Currently, fishing licenses are $22.70 for regular residents; $11.70 for seniors age 65 and above; or $51.70 for a lifetime license, also for ages 65 and over. They are available at the Treasurer’s Office in the Crawford County Courthouse, via the Internet and at some outdoor retail outlets.

Tonight’s event will take place at the Vernon Central Hose Co. social hall, McMath Road, to discuss the new license-fee proposal the agency will offer to legislators this spring. There was no indication how much license fees might increase. It is clear, however, that the commission wants to have a small annual increase instead of waiting every couple of years to push through a larger increase.

The evening begins with an informal open house from 6 to 7; followed by various presentations, including fisheries updates, habitat projects, outreach and education activities, and boating and access programs from 7 to 8.

Licensing fees are a topic of high interest in Crawford County because of numerous freshwater lakes, reservoirs and streams well-used by local residents and tourists; as well as the county’s close proximity to popular fishing sites in Erie and Warren counties.

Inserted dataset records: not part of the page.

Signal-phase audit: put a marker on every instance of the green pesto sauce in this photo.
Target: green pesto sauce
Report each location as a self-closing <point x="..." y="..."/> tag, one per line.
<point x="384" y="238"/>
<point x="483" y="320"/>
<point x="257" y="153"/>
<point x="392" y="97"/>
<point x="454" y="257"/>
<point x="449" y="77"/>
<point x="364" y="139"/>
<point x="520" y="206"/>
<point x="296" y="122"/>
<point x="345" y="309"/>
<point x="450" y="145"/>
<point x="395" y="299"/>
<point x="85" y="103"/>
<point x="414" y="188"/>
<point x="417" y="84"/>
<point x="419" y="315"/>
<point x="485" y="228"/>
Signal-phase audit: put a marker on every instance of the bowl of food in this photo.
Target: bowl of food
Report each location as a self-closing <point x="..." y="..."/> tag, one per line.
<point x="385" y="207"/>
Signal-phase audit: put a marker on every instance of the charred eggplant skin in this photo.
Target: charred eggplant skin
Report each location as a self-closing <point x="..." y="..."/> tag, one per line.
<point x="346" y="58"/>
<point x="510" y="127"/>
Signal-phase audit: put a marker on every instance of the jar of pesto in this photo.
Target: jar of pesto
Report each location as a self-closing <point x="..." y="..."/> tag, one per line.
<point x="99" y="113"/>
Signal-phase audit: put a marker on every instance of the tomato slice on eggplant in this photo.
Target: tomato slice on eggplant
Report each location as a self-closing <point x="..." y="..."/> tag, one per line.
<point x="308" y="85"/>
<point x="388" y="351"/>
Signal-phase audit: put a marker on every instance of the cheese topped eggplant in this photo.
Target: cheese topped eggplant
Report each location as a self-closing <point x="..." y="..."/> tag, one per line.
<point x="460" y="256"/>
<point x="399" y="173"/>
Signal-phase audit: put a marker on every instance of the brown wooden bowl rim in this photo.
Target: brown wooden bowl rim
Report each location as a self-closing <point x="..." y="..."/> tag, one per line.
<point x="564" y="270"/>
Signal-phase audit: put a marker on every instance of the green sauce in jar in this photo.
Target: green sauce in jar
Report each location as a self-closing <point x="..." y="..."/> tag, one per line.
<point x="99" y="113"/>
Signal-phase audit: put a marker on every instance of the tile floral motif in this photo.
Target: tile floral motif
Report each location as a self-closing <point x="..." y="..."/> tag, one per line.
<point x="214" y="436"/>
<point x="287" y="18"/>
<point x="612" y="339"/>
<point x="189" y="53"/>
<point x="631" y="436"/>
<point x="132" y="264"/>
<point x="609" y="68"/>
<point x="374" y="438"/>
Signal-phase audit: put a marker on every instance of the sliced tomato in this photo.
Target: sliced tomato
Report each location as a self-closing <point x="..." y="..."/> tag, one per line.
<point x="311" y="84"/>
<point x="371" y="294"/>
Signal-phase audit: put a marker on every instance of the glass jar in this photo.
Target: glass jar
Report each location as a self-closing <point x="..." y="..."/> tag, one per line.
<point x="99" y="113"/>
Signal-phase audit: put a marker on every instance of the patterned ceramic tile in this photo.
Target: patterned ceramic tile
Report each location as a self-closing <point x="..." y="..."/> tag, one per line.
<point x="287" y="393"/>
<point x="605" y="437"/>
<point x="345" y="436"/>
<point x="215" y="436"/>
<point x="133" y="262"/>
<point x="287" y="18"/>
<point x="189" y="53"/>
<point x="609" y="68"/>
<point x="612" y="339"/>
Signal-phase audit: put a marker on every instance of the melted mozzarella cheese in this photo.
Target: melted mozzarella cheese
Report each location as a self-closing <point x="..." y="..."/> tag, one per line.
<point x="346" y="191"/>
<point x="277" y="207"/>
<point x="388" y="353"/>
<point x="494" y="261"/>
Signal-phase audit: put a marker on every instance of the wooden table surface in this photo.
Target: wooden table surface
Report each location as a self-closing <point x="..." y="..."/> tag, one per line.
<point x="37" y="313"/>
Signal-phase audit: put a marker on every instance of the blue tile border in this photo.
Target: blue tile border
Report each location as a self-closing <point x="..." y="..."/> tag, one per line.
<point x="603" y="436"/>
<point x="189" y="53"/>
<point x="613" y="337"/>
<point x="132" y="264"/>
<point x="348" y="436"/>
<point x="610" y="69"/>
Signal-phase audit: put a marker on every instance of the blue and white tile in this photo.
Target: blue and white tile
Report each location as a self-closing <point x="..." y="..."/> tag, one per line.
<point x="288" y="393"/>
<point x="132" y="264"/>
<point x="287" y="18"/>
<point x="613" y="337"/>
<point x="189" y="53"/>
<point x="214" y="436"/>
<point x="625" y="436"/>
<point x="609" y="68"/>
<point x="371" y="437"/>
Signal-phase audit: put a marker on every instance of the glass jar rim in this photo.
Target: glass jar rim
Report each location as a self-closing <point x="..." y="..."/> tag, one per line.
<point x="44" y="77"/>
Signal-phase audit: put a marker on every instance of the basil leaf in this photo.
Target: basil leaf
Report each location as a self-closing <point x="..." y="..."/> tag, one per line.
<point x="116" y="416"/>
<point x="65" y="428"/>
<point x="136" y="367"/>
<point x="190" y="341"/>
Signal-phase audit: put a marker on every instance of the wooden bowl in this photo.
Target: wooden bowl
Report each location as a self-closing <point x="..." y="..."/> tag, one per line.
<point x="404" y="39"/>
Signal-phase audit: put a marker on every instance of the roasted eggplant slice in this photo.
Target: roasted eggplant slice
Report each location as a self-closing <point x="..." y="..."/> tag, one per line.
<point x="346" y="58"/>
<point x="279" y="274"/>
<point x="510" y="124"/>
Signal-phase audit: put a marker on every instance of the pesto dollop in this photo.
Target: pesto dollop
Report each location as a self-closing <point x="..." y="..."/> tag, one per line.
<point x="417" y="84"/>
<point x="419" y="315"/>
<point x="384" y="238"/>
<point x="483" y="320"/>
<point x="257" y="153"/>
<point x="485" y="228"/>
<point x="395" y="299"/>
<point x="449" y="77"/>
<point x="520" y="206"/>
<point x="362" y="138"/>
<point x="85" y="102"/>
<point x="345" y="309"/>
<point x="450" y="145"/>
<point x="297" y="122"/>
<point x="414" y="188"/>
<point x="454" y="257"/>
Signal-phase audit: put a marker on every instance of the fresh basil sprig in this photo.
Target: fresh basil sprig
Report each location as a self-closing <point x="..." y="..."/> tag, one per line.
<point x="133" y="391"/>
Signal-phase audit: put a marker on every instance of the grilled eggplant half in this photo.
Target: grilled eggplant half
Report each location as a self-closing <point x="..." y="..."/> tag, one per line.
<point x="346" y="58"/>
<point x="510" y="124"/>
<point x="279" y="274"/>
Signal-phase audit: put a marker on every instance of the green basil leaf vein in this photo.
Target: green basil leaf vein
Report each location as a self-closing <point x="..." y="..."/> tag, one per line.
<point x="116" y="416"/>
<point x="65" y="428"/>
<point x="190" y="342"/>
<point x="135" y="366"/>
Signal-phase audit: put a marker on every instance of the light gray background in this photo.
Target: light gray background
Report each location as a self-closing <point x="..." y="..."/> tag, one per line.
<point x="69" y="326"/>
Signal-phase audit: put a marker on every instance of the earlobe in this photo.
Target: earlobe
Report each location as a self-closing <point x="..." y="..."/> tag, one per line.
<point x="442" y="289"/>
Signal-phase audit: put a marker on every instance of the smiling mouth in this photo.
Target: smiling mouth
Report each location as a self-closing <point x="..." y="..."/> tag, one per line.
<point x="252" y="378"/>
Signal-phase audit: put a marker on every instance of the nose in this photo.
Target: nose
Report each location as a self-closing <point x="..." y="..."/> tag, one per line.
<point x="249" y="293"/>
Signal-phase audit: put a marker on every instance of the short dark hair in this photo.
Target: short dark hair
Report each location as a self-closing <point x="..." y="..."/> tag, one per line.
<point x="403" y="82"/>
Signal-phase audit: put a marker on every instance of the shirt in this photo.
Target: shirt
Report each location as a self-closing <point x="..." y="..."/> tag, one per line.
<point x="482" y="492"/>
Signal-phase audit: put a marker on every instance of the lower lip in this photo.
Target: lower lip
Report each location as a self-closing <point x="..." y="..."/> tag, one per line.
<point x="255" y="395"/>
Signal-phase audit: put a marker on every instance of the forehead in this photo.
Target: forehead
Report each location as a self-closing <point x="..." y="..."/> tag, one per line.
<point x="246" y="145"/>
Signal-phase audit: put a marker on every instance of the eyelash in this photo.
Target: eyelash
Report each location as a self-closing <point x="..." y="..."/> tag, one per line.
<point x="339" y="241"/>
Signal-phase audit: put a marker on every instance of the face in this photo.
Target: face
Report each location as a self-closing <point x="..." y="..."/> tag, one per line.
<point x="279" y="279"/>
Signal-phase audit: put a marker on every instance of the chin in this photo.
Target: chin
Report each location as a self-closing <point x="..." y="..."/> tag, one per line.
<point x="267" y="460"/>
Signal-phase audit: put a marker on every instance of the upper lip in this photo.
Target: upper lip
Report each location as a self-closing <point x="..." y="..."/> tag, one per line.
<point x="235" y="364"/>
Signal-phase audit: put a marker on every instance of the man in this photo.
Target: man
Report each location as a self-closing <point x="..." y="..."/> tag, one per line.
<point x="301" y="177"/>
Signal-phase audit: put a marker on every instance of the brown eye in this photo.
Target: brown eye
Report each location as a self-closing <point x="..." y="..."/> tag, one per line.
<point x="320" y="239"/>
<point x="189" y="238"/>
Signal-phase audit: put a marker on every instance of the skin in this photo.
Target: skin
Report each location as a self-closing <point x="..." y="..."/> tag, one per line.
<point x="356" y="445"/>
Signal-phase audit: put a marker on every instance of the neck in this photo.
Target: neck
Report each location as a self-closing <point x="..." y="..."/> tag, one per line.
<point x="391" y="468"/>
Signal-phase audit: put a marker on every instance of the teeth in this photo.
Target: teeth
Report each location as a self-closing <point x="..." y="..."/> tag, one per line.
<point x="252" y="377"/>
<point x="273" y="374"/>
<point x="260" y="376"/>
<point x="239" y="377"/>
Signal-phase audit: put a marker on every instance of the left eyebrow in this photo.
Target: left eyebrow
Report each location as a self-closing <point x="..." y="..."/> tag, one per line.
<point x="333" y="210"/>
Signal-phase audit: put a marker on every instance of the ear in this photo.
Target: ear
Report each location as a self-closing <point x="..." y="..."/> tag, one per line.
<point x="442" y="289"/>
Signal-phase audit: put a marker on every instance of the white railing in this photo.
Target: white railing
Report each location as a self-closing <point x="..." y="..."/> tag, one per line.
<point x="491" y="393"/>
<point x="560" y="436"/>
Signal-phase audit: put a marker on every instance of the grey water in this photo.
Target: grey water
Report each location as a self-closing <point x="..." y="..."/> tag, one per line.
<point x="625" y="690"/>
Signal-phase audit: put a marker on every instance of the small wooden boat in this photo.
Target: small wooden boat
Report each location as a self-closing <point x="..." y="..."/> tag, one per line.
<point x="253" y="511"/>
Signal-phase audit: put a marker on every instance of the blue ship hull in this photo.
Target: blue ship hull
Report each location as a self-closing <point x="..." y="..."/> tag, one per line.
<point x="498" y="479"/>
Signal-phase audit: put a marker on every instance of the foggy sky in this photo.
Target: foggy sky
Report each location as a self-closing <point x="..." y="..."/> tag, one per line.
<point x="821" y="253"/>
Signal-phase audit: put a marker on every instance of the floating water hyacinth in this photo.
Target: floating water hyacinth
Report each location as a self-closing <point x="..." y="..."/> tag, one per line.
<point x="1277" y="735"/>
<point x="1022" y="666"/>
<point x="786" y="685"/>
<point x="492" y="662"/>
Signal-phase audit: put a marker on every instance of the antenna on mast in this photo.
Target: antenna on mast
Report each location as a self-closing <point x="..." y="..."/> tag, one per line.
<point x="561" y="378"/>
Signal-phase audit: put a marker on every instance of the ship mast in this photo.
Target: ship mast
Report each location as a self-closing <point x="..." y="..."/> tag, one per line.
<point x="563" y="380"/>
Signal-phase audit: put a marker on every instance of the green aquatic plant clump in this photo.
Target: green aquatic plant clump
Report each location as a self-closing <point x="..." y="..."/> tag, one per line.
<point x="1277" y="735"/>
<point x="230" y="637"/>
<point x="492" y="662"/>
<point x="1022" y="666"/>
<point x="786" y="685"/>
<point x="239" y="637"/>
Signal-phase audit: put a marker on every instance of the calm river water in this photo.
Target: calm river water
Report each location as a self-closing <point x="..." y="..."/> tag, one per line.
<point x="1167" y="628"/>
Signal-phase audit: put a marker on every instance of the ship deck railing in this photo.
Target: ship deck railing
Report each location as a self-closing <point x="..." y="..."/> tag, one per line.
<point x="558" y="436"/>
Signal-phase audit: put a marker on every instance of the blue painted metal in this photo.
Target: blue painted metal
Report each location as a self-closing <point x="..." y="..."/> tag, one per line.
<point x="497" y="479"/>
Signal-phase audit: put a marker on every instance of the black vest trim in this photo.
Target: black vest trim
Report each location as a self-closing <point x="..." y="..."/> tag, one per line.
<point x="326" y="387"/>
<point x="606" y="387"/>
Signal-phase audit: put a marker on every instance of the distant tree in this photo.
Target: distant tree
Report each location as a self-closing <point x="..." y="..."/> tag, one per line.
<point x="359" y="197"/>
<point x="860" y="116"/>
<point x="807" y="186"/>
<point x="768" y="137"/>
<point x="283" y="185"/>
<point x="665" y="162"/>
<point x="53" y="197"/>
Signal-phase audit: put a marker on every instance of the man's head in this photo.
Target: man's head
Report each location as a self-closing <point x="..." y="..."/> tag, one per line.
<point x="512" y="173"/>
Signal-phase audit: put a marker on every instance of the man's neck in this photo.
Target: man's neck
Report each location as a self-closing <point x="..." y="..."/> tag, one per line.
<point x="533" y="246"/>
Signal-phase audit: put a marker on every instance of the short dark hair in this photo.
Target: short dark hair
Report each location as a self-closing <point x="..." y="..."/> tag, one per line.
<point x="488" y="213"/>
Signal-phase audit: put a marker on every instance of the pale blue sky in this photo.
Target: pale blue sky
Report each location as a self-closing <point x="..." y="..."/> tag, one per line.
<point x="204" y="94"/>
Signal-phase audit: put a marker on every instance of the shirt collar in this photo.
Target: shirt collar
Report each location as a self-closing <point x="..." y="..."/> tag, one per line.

On hand to do the presentations will be commission Executive Director Doug Austen, region commissioner Sam Concilla and other commission staff.

According to the commission Communications Director Eric Levis, an annual incremental fee increase will be the main topic of discussion.

“Traditionally, the Legislature grants a fee increase every five to nine years,” Levis said. “With every increase, we experience a subsequent drop in license sales. With any increase, we are able to maintain our operations for a number of years, but eventually we have to seek another rate increase. We are proposing an annual, incremental increase in the license cost in order to establish stable funding and to stop the cycle of seeking large, one-time increases.

“We are also proposing habitat and access fund fee, which would be used solely for improving habitat and access points,” Levis said. “This would be similar to the Lake Erie access fund that we currently have in place. In our travels across the state, people consistently ask for more access points.”

According to Levis, pricing flexibility is also important, and those around the state who need several licenses (for various family members, for example) or are looking to target a particular time frame in their fishing will also be considered.

“We’d like to be able to provide a discounted family license; maybe multiple-year licenses; end-of-season discounts,” he said. “For example, maybe in October we sell a license at 30 percent off to individuals who want to fish for only a few weeks and who, without the discount, may never purchase a fishing license. Right now we can sell licenses only at the prices established in the law. We’re confident that pricing flexibility can help us retain current anglers and attract new ones.”

The proposed youth fishing licenses, which have been a topic of conversation for some time, will also be discussed in more detail tonight.

“We have proposed a youth fishing license (ages 12 through 15) for the last several years,” Levis said. “This money would be placed in a dedicated fund used solely for designing and promoting youth programs.